Though I’m not a shopper, I do appreciate nice stores and stores with well-designed signs and windows, and even attractive interiors (though to enter a store with no intention of shelling out makes me self-conscious); but when I contemplate the actual mercantile nitty-gritty of such stores I get upset. I’m someone who thinks that almost everything is over-priced, and the nature of our economy and its utter reliance on ever-growing personal debt pisses me off. So I like the superficial aspects of nice stores, but loathe their “substance”, and while at the same time acknowledging that to have these superficial aspects there must be inveterate shoppers with more than likely ever-growing debt, I sneer nearly imperceptibly at these shoppers as I’m appreciating the window dressing.
I have never entered the Art in the Age store, but I have visited their website, and, like a store window I can enjoy, their website is well-designed, with just enough intellectualism and restrained hipster artiness dotted between their quiet ploys to extract cash (or credit) from our pockets. And while there are profiles of actual artists and/or artisans, and musicians, on their site, giving one the impression that the store might actually be an art gallery or a soundspace, when I looked further into what they sell what do I find? - $34 t-shirts, $120 scarves, $60 hoodies, $80 ties, $230 backpacks, etc.
Now I understand that these prices are on the low-end of boutique prices, but they’re still over-priced; and this gets me to Benjamin… I realized I had actually never read this essay, as the title itself seemed self-explanatory and sufficient unto itself, so in order not to be just another Benjaminian poseur who spouts out titles without having read the body, someone who is nothing but window dressing with nothing for sale inside, I woke up Sunday and read the essay.
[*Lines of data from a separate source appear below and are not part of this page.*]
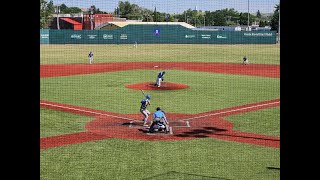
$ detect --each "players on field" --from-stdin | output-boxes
[140,95,151,126]
[154,71,166,87]
[242,56,249,65]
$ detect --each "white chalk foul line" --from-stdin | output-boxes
[180,101,280,121]
[40,102,137,121]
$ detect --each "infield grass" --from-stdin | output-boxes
[40,44,280,65]
[40,138,280,180]
[40,70,280,114]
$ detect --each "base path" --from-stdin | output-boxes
[40,99,280,149]
[40,62,280,149]
[40,62,280,78]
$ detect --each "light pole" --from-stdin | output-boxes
[248,0,250,31]
[55,5,60,29]
[278,1,280,43]
[89,7,93,30]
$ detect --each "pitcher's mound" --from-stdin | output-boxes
[125,82,189,90]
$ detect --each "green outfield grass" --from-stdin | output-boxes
[40,138,280,180]
[40,108,93,137]
[40,70,280,114]
[224,107,280,136]
[40,44,280,65]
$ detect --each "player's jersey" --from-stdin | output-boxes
[158,72,164,78]
[140,99,150,110]
[153,111,166,119]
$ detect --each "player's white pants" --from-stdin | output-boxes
[156,78,161,87]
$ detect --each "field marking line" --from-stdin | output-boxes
[180,101,280,121]
[40,102,137,121]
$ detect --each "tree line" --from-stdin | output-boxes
[40,0,280,31]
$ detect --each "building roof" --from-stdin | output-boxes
[60,18,81,25]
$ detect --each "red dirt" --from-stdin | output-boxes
[40,99,280,149]
[40,62,280,78]
[40,62,280,149]
[125,82,189,90]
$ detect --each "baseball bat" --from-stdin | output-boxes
[140,89,147,98]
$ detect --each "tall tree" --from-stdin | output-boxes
[40,0,54,28]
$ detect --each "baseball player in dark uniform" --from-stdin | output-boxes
[154,71,166,87]
[140,95,151,126]
[242,56,249,65]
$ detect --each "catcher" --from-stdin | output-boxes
[149,107,169,134]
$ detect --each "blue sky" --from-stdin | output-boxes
[51,0,280,14]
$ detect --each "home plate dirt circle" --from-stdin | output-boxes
[125,82,189,90]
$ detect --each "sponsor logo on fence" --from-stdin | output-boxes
[40,34,49,39]
[217,35,227,39]
[103,34,113,39]
[243,33,272,36]
[71,34,81,39]
[88,35,97,39]
[153,29,160,36]
[201,34,211,39]
[120,34,128,39]
[185,35,196,38]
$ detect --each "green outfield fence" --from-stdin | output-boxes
[40,25,277,44]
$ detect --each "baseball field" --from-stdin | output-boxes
[40,44,280,180]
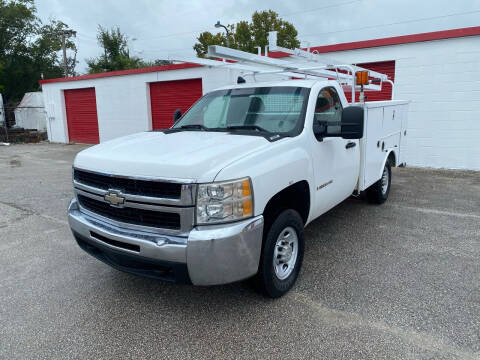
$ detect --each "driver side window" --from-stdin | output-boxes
[314,87,342,122]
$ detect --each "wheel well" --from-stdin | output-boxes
[387,151,397,167]
[263,180,310,229]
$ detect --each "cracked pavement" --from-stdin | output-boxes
[0,143,480,359]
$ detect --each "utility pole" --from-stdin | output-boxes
[58,29,77,77]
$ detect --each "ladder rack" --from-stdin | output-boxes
[173,31,394,102]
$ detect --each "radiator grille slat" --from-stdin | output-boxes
[73,169,182,199]
[77,194,180,230]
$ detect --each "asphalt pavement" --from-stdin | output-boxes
[0,143,480,360]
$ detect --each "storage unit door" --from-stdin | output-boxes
[64,88,100,144]
[150,79,202,129]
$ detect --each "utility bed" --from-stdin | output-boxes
[357,100,408,191]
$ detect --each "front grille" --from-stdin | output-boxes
[77,194,180,230]
[73,169,182,199]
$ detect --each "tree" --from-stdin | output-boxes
[87,25,147,74]
[0,0,76,107]
[193,10,300,57]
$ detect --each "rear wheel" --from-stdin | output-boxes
[366,160,392,204]
[256,209,305,298]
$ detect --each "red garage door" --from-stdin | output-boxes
[64,88,100,144]
[345,60,395,102]
[150,79,202,129]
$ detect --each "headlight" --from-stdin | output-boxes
[196,178,253,225]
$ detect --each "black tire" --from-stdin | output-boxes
[366,160,392,205]
[255,209,305,298]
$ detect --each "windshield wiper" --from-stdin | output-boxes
[174,124,207,130]
[227,125,270,132]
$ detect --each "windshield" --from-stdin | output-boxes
[173,86,310,135]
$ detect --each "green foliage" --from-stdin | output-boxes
[0,0,76,106]
[193,10,300,57]
[87,25,150,74]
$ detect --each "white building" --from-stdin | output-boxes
[40,26,480,170]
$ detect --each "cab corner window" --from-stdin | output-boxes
[313,87,342,137]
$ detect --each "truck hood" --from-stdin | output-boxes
[74,131,270,182]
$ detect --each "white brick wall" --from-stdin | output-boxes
[318,36,480,170]
[43,36,480,170]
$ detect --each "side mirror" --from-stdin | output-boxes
[313,106,363,140]
[173,109,182,124]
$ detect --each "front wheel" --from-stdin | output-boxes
[257,209,305,298]
[367,160,392,204]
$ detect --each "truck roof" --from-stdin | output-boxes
[215,79,337,90]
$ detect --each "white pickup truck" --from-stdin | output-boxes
[68,80,408,297]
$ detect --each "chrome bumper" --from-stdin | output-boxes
[68,199,263,285]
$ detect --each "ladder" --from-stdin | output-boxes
[171,31,394,102]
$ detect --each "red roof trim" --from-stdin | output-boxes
[310,26,480,53]
[38,26,480,84]
[38,63,202,84]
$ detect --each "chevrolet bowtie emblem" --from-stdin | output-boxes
[103,190,125,206]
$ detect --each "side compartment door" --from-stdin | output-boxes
[312,87,360,215]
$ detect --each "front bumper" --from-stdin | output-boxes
[68,199,263,285]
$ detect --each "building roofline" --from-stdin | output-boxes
[38,26,480,84]
[38,63,203,84]
[310,26,480,53]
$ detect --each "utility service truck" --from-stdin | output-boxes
[68,36,408,297]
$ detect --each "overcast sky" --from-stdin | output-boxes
[35,0,480,73]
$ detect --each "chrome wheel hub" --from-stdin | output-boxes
[382,166,389,195]
[273,226,298,280]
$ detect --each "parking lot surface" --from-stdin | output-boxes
[0,144,480,359]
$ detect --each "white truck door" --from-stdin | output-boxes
[312,87,360,215]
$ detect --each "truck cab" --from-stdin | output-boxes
[68,80,408,297]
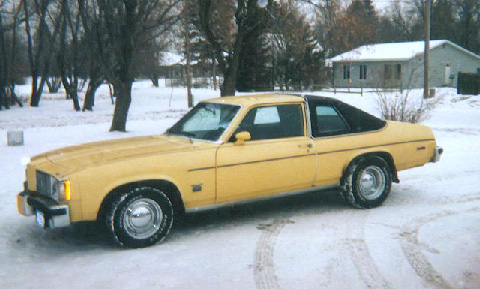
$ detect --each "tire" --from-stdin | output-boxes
[342,156,392,209]
[105,187,173,248]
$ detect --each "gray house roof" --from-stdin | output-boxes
[329,40,480,63]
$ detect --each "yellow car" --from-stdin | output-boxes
[17,94,443,247]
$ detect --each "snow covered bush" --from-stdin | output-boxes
[375,89,441,123]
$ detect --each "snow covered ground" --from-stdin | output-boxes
[0,82,480,289]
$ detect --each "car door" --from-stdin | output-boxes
[310,104,356,186]
[216,103,316,203]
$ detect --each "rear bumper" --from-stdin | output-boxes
[430,146,443,163]
[17,191,70,228]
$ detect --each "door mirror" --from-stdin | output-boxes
[235,131,251,145]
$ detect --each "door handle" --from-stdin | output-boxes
[298,143,313,149]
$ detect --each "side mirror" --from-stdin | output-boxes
[235,131,252,145]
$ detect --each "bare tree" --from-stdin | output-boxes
[22,0,61,106]
[0,1,23,110]
[56,0,81,111]
[78,0,180,131]
[197,0,273,96]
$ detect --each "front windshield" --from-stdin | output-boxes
[167,102,240,141]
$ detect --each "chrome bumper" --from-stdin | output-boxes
[17,191,70,228]
[430,146,443,163]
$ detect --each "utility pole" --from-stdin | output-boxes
[423,0,432,98]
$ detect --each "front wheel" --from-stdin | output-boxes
[342,156,392,209]
[105,187,173,248]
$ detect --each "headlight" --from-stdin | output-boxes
[37,171,71,202]
[52,178,71,202]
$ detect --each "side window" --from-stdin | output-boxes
[230,104,304,141]
[253,106,280,124]
[312,105,350,137]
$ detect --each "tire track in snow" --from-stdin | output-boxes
[253,219,293,289]
[400,207,480,289]
[346,210,392,289]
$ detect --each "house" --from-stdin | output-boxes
[330,40,480,89]
[160,52,218,87]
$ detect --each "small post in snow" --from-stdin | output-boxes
[7,130,24,146]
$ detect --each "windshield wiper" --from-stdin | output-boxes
[167,128,196,143]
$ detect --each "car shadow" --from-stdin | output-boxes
[8,191,351,251]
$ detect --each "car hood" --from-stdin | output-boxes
[31,135,205,175]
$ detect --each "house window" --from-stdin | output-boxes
[343,64,350,79]
[360,65,367,79]
[393,64,402,79]
[385,64,402,80]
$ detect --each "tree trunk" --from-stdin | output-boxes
[30,76,45,107]
[110,82,132,132]
[185,25,193,107]
[150,71,160,87]
[82,77,103,111]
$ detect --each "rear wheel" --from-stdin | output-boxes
[342,156,392,209]
[105,187,173,248]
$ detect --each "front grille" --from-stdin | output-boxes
[37,171,55,198]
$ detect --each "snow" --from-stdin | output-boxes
[329,40,453,62]
[0,82,480,289]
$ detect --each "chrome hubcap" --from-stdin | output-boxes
[123,198,164,239]
[359,166,385,200]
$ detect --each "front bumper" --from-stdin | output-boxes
[430,146,443,163]
[17,191,70,228]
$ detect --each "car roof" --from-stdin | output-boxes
[205,93,304,106]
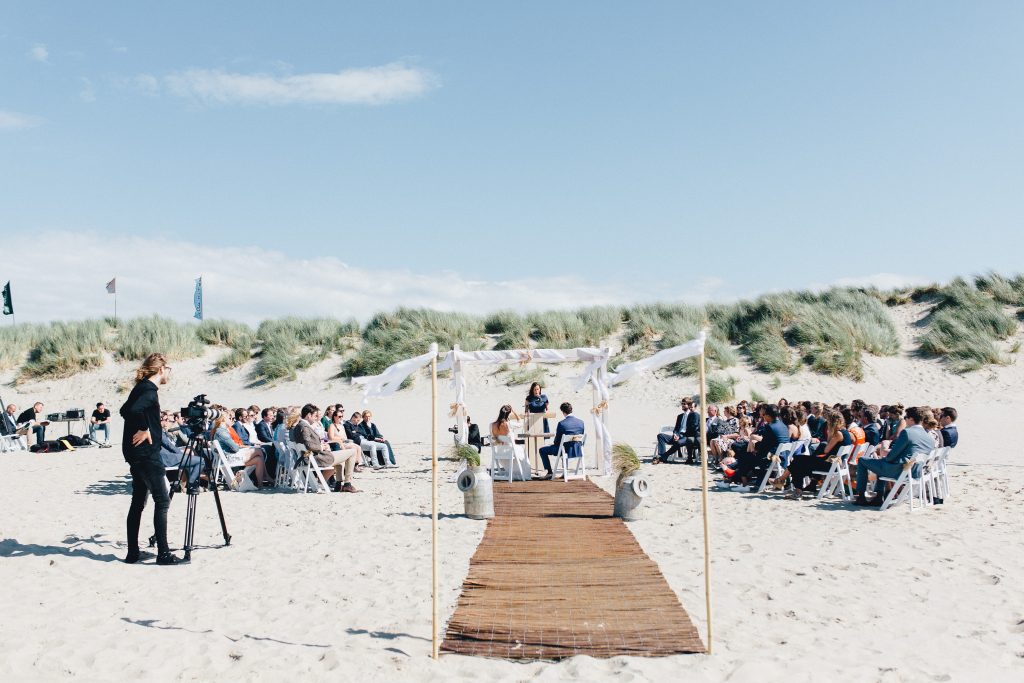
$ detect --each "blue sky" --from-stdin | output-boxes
[0,2,1024,318]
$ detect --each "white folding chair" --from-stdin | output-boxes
[273,441,295,487]
[490,440,529,481]
[295,450,334,494]
[811,444,866,501]
[552,434,587,481]
[758,441,797,494]
[0,434,29,453]
[210,439,245,490]
[876,451,935,512]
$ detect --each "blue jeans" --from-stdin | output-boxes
[857,458,903,496]
[89,422,111,443]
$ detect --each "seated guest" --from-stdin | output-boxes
[772,412,853,501]
[540,401,586,479]
[853,405,935,506]
[711,405,739,461]
[359,411,398,467]
[89,401,111,443]
[344,411,387,470]
[16,401,50,443]
[939,407,959,449]
[843,408,866,445]
[807,401,827,441]
[160,412,203,488]
[860,408,882,446]
[525,382,551,434]
[327,411,362,468]
[0,403,18,436]
[213,412,269,485]
[255,408,278,483]
[289,403,358,494]
[321,405,335,431]
[651,398,700,465]
[918,405,942,449]
[793,401,811,445]
[728,403,790,486]
[719,415,754,476]
[231,408,255,445]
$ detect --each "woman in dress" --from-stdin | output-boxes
[772,411,853,501]
[526,382,551,434]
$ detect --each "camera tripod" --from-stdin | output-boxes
[150,427,231,560]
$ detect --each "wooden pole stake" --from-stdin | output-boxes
[697,350,713,654]
[430,344,440,659]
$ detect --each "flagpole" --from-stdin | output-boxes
[697,347,713,654]
[430,343,440,659]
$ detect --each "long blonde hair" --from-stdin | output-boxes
[135,353,167,384]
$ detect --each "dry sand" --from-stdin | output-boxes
[0,310,1024,681]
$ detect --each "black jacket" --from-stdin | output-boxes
[672,411,700,438]
[119,380,164,463]
[0,411,17,436]
[342,420,364,443]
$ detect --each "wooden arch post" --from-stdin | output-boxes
[697,347,713,654]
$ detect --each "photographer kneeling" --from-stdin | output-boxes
[120,353,180,564]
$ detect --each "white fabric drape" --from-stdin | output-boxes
[437,347,611,473]
[608,332,706,386]
[352,344,437,403]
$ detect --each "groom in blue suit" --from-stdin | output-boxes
[540,402,585,479]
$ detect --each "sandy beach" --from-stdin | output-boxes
[0,309,1024,681]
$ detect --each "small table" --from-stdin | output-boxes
[516,432,555,472]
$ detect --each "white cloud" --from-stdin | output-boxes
[0,110,39,130]
[830,272,932,291]
[3,232,696,323]
[28,43,50,63]
[149,62,437,104]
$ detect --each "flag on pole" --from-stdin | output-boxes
[3,280,14,315]
[193,275,203,321]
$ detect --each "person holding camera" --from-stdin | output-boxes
[120,353,180,564]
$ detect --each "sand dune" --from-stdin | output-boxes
[0,321,1024,681]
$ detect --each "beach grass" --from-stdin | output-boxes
[918,275,1020,373]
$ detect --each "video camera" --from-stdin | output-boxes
[181,393,220,432]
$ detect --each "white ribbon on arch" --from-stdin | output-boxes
[608,331,707,386]
[437,347,611,473]
[352,344,437,403]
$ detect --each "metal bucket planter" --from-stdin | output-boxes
[457,466,495,519]
[614,474,650,521]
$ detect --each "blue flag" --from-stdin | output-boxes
[3,281,14,315]
[193,275,203,321]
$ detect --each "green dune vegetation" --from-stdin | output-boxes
[0,273,1024,387]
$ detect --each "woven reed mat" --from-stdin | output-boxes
[441,480,705,659]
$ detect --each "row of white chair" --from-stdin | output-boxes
[490,434,587,481]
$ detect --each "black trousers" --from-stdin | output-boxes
[128,458,171,554]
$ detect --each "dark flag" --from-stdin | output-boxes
[3,281,14,315]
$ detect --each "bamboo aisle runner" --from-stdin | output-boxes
[441,480,705,659]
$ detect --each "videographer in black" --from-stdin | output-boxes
[121,353,179,564]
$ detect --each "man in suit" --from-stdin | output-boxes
[540,402,586,479]
[653,398,700,465]
[730,403,790,485]
[256,408,278,474]
[231,408,256,446]
[939,408,959,449]
[853,408,935,506]
[17,401,49,443]
[0,403,17,436]
[860,408,882,446]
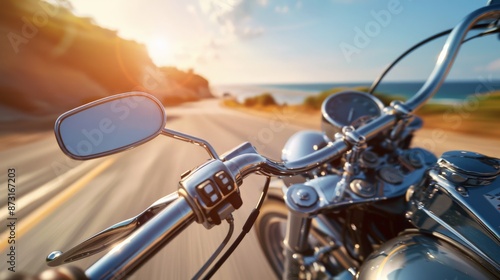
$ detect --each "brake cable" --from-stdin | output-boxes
[368,20,494,94]
[199,176,271,279]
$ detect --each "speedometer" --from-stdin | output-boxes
[321,91,384,139]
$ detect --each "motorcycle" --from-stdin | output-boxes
[42,3,500,279]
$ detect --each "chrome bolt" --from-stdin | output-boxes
[297,189,309,200]
[289,185,319,207]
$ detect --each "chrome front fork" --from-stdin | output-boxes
[283,184,319,279]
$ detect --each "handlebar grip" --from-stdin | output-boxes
[85,196,195,279]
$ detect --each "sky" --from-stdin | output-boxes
[66,0,500,84]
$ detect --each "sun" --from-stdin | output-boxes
[146,37,172,66]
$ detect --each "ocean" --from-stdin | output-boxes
[213,80,500,105]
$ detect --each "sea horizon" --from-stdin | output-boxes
[212,80,500,104]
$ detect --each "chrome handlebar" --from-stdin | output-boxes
[86,4,500,279]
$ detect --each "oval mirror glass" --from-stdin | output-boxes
[55,92,166,159]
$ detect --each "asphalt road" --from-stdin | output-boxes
[0,100,500,279]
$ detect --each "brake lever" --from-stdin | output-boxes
[46,192,179,267]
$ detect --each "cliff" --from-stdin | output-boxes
[0,0,211,121]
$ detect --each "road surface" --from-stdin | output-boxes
[0,100,499,279]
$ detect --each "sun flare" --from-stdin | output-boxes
[146,37,171,66]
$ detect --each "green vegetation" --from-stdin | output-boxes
[0,0,212,115]
[243,92,278,107]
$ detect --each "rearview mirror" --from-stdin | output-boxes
[55,92,167,159]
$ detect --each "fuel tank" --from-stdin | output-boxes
[356,232,498,280]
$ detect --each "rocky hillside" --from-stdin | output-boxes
[0,0,211,121]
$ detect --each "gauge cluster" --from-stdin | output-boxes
[321,91,384,139]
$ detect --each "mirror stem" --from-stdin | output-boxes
[161,128,220,160]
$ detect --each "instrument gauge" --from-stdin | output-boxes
[321,91,384,139]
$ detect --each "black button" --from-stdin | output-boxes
[215,171,234,195]
[198,180,221,206]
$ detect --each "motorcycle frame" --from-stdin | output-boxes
[45,4,500,279]
[283,1,500,279]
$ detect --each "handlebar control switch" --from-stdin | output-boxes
[198,180,222,206]
[179,159,242,228]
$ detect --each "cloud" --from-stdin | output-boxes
[199,0,268,39]
[486,58,500,71]
[274,5,290,14]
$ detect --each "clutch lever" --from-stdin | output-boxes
[46,192,179,266]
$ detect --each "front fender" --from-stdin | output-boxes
[357,232,499,280]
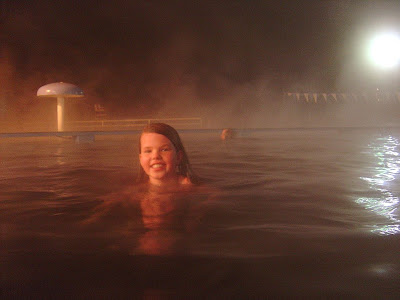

And what, in relation to this store, stood out for me in the essay? His discussion of how taste, i.e. connoisseurship, developed when people became more distanced from the actual means of production. As a kind of compensatory action, to cover up guilt? ignorance? etc? because of their inability to make the things, individuals developed ever more refined tastes in common items. It’s clear how this led to seemingly bustling economies, as scarves went from something you or your grandmother would knit to something simply plucked off a rack at $120 a pop. The foundation of economies are over-priced items. So how does the proprietor of this store reconcile this with his store’s Benjamin references? Sure, these scarves are handmade by artisans, a good thing, but they are purchased by non-artisan connoisseur shoppers who are more than likely going deeper into debt. Strip away the Benjamin references and I can swallow it, however reluctantly, but with them it’s all a marketing house of cards.
Elsewhere in the essay Benjamin comes off as maybe a bit reactionary, especially in his discussion of film, though I loved his idea that in order to compensate for films lack of “aura” the movers and shakers behind the industry created living breathing “stars” who had aura to burn (however sham) to fill in an aesthetic gap and assure the perpetual growth of film as an industry. I don’t accept that films have no aura simply because they are mechanical reproductions. Or is our age so degraded that I can sense an aura in film that isn’t there?
There are plenty of plums to be picked here, juicy little tidbits to artfully display in one’s intellectual window, but also plenty of meat to fully stock the shelves within. And the best thing about it is that it’s inexpensive, ever-renewable, and intellectually nourishing, something real and something useful.